Saat ini PIRAC berbadan hukumbernomor AHU-0013558.AH.01.04 tahun 2025 dengan nama Pengesahan Yayasan Pengembangan Filantropi dan Masyarakat Madani

LOGO PIRAC

VISI

MISI

  1. Menumbuhkan kesadaran dan solidaritas untuk berbagi sumber daya secara strategis dan berkelanjutan.
  2. Meningkatkan kapasitas dan akuntabilitas organisasi masyarakat sipil dalam mobilisasi sumber daya dan membangun keberlanjutan organisasi.
  3. Memperkuat kebijakan dan system hukum yang kondusif bagi kegiatan sektor nirlaba.Mengembangkan informasi dan pengetahuan baru di bidang filantropi, sektor nirlaba, dan organisasi Masyarakat sipil.Mendorong dan memfasilitasi kemitraan lintas sektor untuk penguatan masyarakat sipil dan pembangunan berkelanjutan.
  4. Menjadikan PIRAC sebagai organisasi yang professional, akuntabel, dan berkelanjutan dalam pengembangan filantropi, mobilisasi sumber daya, dan penguatan Masyarakat sipil.

PROGRAM & KEGIATAN PIRAC

Program yang dilakukan PIRAC mengacu pada kompetensi dasarnya yaitu sebagai lembaga yang melayani penelitian dan kajian, peningkatan kapasitas, fasilitasi dan konsultasi, advokasi, publikasi dan diseminasi, serta pendampingan dan pengelolaan program.

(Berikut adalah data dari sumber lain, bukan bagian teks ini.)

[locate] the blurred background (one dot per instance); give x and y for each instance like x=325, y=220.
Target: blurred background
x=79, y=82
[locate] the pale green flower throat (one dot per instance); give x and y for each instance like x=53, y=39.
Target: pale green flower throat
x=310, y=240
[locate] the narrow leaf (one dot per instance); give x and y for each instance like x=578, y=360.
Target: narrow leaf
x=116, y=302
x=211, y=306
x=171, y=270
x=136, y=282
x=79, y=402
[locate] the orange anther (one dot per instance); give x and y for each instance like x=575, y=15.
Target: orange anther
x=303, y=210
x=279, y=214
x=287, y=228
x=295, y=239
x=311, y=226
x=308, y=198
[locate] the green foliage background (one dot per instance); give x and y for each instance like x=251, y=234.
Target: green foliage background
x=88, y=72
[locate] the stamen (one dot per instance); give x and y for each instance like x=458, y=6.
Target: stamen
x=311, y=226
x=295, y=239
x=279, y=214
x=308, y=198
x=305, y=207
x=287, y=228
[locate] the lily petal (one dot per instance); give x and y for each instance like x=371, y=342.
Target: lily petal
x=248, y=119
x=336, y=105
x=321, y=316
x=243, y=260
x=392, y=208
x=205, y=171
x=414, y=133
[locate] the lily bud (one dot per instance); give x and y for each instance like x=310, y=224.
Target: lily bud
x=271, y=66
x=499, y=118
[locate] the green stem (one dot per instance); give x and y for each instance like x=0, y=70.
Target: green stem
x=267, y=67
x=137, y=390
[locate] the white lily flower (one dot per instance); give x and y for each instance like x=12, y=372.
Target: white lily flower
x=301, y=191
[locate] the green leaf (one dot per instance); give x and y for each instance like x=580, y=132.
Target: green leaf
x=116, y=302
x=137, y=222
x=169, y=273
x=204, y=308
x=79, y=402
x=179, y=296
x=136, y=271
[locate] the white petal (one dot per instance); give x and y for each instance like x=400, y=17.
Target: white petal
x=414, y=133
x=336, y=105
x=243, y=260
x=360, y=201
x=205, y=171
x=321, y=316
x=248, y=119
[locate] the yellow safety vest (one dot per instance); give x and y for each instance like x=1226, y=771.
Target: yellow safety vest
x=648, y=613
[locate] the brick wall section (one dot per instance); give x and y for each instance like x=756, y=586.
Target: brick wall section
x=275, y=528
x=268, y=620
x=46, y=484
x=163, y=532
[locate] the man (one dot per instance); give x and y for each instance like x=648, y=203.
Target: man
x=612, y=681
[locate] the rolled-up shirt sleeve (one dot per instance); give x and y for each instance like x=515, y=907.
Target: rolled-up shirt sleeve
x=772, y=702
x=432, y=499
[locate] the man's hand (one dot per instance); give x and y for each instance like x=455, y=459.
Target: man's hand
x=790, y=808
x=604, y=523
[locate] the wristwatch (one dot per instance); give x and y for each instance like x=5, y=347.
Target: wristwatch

Adapun isu yang akan dikembangkan meliputi filantropi, fundraising dan mobilisasi sumber daya, penguatan organisasi masyarakat sipil dan pemberdayaan masyarakat.

Riset & Kajian

PIRAC memiliki keahlian di bidang penelitian. Kompetensi yang dimiliki meliputi merancang penelitian dengan berbagai tujuan dan bentuk, metode penelitian dan pendekatan, fasilitasi dan pendampingan penelitian, analisis data, dan kemampuan penulisan laporan penelitian. Berbagai jenis penelitian yang dilakukan PIRAC meliputi Asessment & Baseline survey, feasibility study, marketing research, diagnostic study, research advocacy, research for monitoring & evaluation, perubahan perilaku, studi evaluasi dampak, best practice & learning study. Metode penelitian yang digunakan cukup beragam baik kualitatif, kuantitatif, dan mixed methods (atau metode gabungan), serta variasi cara pengambilan data dan informasi yang terkini.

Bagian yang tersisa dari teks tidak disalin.